TOS was never any kind of utopia. Was it better than the real world at the time of production? Certainly. But most definitely wasn't an idyllic landscape.
It was a populist world where supreme dictators were defeated by civil disobedience, which was the
episode moral.
It was
definitely a Utopia compared to an uninhabited Earthlike planet.
And Khan didn't choose isolation. It was his sentence to be put on Ceti Alpha V, since Kirk himself said in his log entry that it would be a waste to try to 'rehabilitate' him.
OH God...
Captain's Log. Stardate 3143.3. Control of the Enterprise has been regained. I wish my next decisions were no more difficult. Khan and his people. What a waste to put them in a reorientation centre.

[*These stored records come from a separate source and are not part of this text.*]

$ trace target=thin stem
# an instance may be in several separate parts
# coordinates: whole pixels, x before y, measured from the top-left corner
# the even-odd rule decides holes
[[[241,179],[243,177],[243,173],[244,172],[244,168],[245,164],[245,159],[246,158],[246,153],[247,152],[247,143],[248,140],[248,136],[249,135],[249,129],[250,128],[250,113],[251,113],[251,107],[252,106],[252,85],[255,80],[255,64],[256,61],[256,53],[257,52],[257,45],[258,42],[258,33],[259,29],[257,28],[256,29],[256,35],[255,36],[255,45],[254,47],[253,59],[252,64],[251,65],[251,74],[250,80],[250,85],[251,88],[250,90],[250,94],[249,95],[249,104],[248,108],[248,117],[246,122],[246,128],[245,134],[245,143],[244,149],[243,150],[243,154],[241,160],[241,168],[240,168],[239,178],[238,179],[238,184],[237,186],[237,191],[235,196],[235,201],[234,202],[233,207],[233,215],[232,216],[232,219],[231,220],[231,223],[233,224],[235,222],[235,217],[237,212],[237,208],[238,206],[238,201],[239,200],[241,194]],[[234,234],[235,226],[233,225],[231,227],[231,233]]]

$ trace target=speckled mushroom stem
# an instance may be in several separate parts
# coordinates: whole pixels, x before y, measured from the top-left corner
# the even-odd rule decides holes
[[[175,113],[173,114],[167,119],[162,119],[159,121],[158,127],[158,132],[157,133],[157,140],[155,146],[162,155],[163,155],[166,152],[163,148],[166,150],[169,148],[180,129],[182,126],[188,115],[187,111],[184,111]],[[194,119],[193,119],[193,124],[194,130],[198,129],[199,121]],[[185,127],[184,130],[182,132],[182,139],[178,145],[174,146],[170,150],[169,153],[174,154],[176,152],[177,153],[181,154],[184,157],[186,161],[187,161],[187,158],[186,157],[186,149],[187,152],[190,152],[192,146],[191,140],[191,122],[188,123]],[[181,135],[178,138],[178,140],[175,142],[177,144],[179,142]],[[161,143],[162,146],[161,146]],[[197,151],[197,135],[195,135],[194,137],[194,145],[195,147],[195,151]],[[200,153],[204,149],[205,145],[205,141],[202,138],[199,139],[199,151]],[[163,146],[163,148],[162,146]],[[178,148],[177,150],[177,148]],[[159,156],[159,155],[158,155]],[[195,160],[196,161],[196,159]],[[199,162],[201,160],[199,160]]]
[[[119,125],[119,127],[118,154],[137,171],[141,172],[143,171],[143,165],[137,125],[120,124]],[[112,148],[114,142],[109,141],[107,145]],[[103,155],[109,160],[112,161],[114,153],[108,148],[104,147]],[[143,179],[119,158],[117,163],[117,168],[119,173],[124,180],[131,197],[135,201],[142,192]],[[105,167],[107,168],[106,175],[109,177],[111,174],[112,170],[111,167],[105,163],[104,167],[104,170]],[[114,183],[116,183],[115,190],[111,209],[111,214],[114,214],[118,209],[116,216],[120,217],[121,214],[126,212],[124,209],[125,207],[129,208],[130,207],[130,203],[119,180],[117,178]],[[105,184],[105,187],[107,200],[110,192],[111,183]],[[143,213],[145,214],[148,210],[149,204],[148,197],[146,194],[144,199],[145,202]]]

And what do I do about McGivers?
So Kirk didnt want to sentence Khan and his crew, because it would be a
waste of their potential. He knew that Khan had learned his lesson, that
nobody would follow him anymore, from his experience when he gained control of the Enterprise... and NOBODY from Earth would follow him, even his retro collaborator.
[Briefing room]
(The senior staff are in dress uniform again.)
UHURA: Record tapes engaged and ready, Captain.

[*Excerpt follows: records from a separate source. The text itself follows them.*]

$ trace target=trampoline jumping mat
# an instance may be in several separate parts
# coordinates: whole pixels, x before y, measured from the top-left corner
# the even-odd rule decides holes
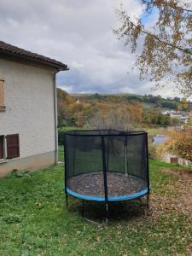
[[[108,196],[124,196],[146,189],[147,183],[136,176],[108,172]],[[104,196],[102,172],[79,174],[67,180],[67,188],[79,195]]]

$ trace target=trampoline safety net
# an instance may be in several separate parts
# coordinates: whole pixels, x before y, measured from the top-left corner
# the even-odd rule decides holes
[[[149,193],[145,131],[65,133],[65,191],[90,201],[124,201]]]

KIRK: This hearing is now in session. Under the authority vested in me by Starfleet Command, I declare all charges and s455pecifications in this matter have been dropped.
MCCOY: Jim. Agreed you have the authority
So Kirk
dropped all charges, and so Khan and his crew were free to go where they wished.

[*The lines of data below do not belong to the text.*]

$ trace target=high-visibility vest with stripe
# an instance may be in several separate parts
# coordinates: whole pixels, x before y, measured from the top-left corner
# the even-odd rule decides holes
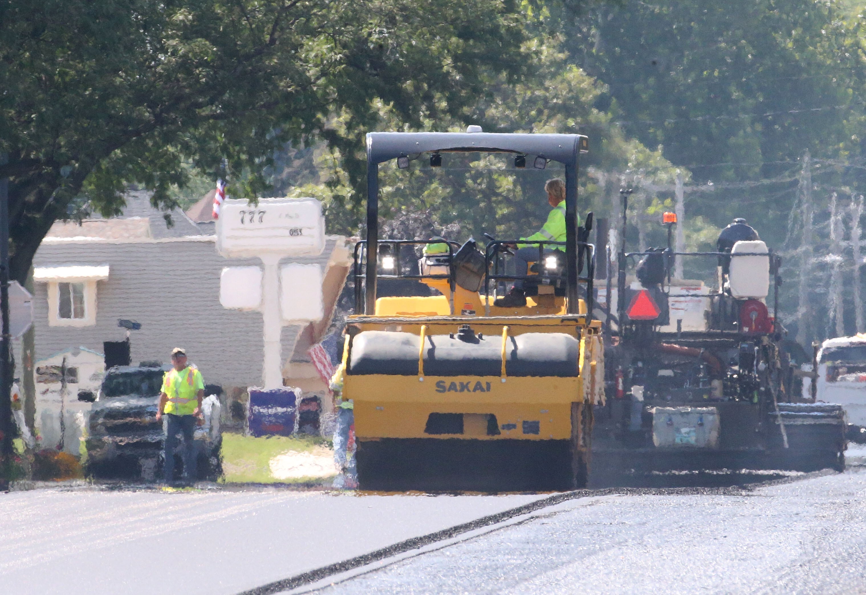
[[[580,225],[580,216],[577,216],[577,224]],[[540,231],[535,232],[529,237],[521,237],[521,240],[565,242],[565,201],[561,201],[547,215],[547,221],[541,227]],[[519,244],[524,248],[527,244]],[[529,244],[531,245],[531,244]],[[562,246],[548,246],[549,249],[564,249]]]
[[[192,365],[180,372],[171,368],[163,377],[162,391],[168,396],[165,413],[192,415],[198,406],[198,391],[204,389],[202,372]]]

KIRK: Mister Spock, our heading takes us near the Ceti Alpha star system.
SPOCK: Quite correct, Captain. Planet number five there is habitable, although a bit savage, somewhat inhospitable.
KIRK: But no more than Australia's Botany Bay colony was at the beginning. Those men went on to tame a continent, Mister Khan. Can you tame a world?
KHAN: Have you ever read Milton, Captain?
KIRK: Yes. I understand. Lieutenant Marla McGivers. Given a choice of court martial or accompanying them there.
KHAN: (gazing into her eyes) It will be difficult. A struggle at first even to stay alive, to find food.
MARLA: I'll go with him, sir.
KHAN: A superior woman. I will take her. And I've gotten something else I wanted. A world to win, an empire to build.
KIRK: This hearing is closed.
(Khan and McGivers are escorted out.)
SCOTT: It's a shame for a good Scotsman to admit it, but I'm not up on Milton.
KIRK: The statement Lucifer made when he fell into the pit. 'It is better to rule in hell than serve in heaven.'
As Khan said, he left Earth in the first place because he wanted
a world to rule, not a populist galaxy to serve.... when he became Earths first interstellar pioneer, boldly going where no man had gone before.
And so of all people, Kirk understood this more than anyone.
So he granted Khan his original wish.
A world to win, an empire to build.
There was no SENTENCE. It was just a moral of populism vs. Social Darwinism, vs. Khans statement...
Captain, although your abilities intrigue me, you are quite honestly inferior. Mentally, physically. In fact, I am surprised how little improvement there has been in human evolution. Oh, there has been technical advancement, but, how little man himself has changed.
But he was wrong... man
had changed, just not by
his way of thinking.
And that was the moral of the episode, i.e. the subversion of Nietzsche.